11. The chromatography system of claim 10, wherein the receptacle comprises a marking configured to be for determining at least one feature being part of the marking or the marking itself for determining a target position based on the detected at least one marking, in order to operate a needle drive to position an open end of a needle relative to the determined target position.

12. A method for positioning a needle with respect to a receptacle for aspirating a fluid contained in the receptacle and/or dispensing a fluid into the receptacle, wherein the receptacle bears a marking, the receptacle has a body for containing the fluid and an opening for reaching into the receptacle, and the marking is positioned on the receptacle in a spatially defined relationship to the opening into the receptacle, the method comprising:

detecting the marking of the receptacle;

analysing the detected marking for determining at least one feature being part of the marking or the marking itself, determining a target position based on the detected at least one feature, wherein the target position is selected to be in spatial relationship to the center point of the opening, and

positioning the needle relative to the determined target position.

13. The method according to claim 12, further comprising at least one of:

correcting a deviation of an actual position from the determined target position of an open end of the needle;

detecting the marking by providing at least one of: an image recognition; reading dielectric barcodes; and reading magnetic structures;

detecting the marking of the receptacle when the receptacle is located in a dedicated detection area of the fluid handling unit where the detection unit is capable of detecting the receptacle.

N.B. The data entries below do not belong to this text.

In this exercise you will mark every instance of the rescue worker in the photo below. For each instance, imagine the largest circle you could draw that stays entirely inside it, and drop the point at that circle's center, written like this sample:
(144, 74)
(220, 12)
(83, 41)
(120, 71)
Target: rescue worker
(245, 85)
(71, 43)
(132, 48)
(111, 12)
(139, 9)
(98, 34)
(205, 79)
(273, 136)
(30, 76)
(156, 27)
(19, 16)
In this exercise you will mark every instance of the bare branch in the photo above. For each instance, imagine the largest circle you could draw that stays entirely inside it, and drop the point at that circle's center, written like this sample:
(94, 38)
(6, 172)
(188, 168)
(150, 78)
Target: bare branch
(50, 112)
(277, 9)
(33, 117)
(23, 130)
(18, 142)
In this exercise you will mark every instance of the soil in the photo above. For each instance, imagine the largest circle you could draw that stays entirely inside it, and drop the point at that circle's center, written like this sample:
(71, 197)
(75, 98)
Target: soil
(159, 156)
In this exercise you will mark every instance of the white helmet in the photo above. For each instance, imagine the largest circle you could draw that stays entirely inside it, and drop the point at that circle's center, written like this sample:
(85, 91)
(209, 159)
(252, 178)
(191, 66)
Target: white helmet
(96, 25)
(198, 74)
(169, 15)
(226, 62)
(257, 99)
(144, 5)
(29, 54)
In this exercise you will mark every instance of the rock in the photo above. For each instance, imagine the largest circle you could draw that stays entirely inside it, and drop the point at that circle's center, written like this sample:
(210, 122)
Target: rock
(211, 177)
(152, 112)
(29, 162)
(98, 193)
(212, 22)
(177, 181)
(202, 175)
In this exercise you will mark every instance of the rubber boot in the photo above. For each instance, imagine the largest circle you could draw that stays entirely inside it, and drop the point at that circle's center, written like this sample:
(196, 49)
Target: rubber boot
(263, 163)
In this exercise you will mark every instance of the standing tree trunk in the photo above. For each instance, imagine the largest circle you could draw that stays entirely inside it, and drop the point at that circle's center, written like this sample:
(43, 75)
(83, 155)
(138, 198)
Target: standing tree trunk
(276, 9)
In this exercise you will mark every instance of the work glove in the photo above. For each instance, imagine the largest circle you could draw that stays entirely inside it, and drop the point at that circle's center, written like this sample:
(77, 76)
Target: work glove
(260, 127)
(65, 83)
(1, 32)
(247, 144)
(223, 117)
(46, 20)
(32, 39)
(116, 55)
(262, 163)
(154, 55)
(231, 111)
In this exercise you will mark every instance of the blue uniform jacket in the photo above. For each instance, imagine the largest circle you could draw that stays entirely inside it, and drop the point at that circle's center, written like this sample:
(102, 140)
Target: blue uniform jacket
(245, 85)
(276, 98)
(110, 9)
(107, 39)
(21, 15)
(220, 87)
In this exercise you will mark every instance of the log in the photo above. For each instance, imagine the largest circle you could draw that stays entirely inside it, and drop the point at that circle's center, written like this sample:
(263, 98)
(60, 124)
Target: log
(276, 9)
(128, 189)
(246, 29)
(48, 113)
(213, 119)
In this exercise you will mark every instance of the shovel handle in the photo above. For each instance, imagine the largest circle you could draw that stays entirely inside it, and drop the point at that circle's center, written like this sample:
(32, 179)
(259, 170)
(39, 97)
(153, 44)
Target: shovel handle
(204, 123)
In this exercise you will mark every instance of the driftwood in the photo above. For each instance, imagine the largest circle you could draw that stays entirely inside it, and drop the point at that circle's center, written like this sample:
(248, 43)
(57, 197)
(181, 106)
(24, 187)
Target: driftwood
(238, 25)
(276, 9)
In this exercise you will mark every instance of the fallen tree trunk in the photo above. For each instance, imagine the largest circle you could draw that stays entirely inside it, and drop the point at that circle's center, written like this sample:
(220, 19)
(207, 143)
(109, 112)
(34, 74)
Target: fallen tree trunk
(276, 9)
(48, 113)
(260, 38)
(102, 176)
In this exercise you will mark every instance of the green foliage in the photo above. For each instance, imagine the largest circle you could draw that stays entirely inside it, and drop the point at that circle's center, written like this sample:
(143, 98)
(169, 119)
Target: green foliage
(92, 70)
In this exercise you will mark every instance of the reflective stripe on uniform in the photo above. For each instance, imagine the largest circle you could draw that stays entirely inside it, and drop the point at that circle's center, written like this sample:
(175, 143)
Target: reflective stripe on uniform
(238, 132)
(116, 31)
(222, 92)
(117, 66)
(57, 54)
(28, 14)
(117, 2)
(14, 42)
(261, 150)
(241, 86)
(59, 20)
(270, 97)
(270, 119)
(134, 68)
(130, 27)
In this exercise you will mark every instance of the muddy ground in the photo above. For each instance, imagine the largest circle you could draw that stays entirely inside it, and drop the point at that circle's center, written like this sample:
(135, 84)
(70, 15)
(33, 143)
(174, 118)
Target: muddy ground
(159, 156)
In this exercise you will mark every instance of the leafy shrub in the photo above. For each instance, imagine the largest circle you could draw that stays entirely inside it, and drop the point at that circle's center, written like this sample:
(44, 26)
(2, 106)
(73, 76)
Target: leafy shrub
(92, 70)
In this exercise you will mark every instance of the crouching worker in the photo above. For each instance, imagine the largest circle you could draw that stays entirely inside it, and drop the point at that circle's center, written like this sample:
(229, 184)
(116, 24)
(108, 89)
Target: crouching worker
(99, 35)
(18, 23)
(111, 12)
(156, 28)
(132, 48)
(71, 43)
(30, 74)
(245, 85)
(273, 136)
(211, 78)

14. The method of claim 12, further comprising at least one of:

positioning an open end of the needle relative to the determined target position above the receptacle;

moving the needle towards the marking in order to contact the determined target position with an open end of the needle;

positioning an open end of the needle into the receptacle for aspirating and/or dispensing the fluid.

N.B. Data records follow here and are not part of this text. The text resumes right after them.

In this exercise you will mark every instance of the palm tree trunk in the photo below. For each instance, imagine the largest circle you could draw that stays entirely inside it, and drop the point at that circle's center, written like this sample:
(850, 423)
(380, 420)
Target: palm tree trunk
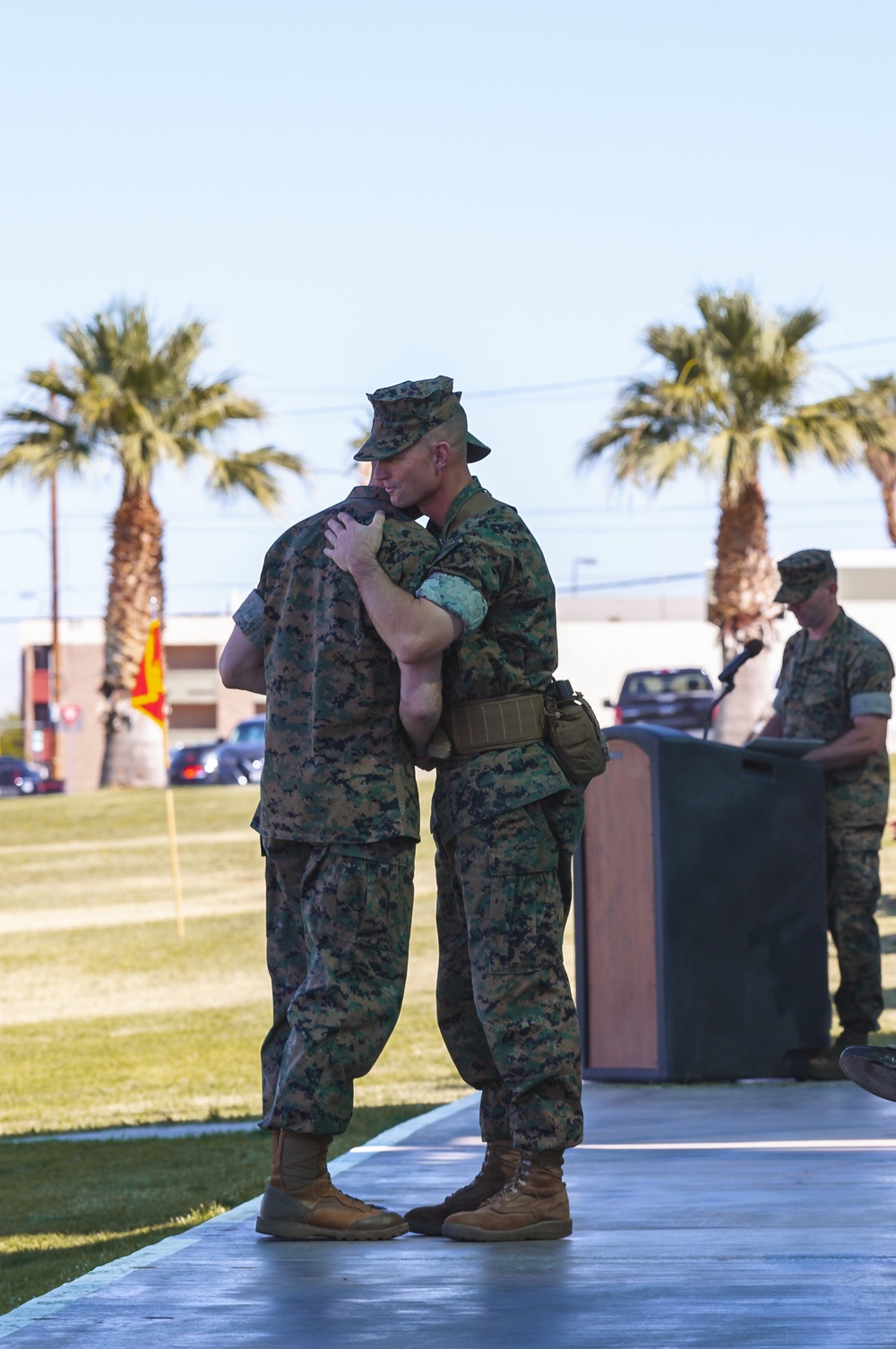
(888, 493)
(134, 755)
(743, 608)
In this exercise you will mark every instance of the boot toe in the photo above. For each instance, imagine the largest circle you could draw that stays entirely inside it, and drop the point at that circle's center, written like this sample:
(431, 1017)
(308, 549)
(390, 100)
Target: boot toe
(872, 1068)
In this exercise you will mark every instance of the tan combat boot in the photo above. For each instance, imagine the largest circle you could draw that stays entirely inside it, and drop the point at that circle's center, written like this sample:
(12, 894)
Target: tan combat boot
(498, 1166)
(533, 1206)
(301, 1202)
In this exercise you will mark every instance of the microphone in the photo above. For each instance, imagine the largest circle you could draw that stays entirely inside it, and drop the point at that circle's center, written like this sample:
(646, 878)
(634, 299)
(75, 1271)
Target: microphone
(752, 649)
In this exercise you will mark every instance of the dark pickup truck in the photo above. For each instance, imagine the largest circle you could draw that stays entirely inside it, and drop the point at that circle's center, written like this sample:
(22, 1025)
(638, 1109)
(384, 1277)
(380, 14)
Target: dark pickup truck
(677, 697)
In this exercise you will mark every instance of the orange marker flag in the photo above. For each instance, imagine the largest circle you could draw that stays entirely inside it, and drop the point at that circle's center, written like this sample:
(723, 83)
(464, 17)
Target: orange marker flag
(149, 686)
(147, 696)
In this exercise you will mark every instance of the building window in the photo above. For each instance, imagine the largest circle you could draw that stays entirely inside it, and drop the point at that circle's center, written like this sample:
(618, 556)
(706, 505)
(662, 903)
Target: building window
(191, 657)
(194, 716)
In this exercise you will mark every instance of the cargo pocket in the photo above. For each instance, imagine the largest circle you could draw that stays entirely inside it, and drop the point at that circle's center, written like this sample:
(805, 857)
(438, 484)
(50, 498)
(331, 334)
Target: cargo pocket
(524, 904)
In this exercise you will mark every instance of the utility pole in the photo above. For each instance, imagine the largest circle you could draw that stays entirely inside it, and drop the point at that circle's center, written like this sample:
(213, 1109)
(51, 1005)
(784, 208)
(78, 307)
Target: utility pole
(57, 664)
(56, 691)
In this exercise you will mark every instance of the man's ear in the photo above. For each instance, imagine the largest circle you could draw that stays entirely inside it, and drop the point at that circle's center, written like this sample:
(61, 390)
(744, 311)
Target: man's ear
(439, 454)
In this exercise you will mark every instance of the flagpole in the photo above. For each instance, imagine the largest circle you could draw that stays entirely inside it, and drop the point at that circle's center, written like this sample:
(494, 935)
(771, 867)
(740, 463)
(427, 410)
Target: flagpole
(172, 831)
(169, 793)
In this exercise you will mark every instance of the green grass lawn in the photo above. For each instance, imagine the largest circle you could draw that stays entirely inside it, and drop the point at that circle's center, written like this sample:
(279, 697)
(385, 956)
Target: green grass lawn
(128, 1196)
(107, 1017)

15. A non-transitory computer-readable medium with instructions stored thereon, that when executed by a processor, control the steps of the method of claim 12.

16. The method of claim 12, comprising correcting a deviation of an actual position from the determined target position of an open end of the needle, by determining the deviation by using at least one of: an image recognition; a capacitive measurement; and an inductive measurement.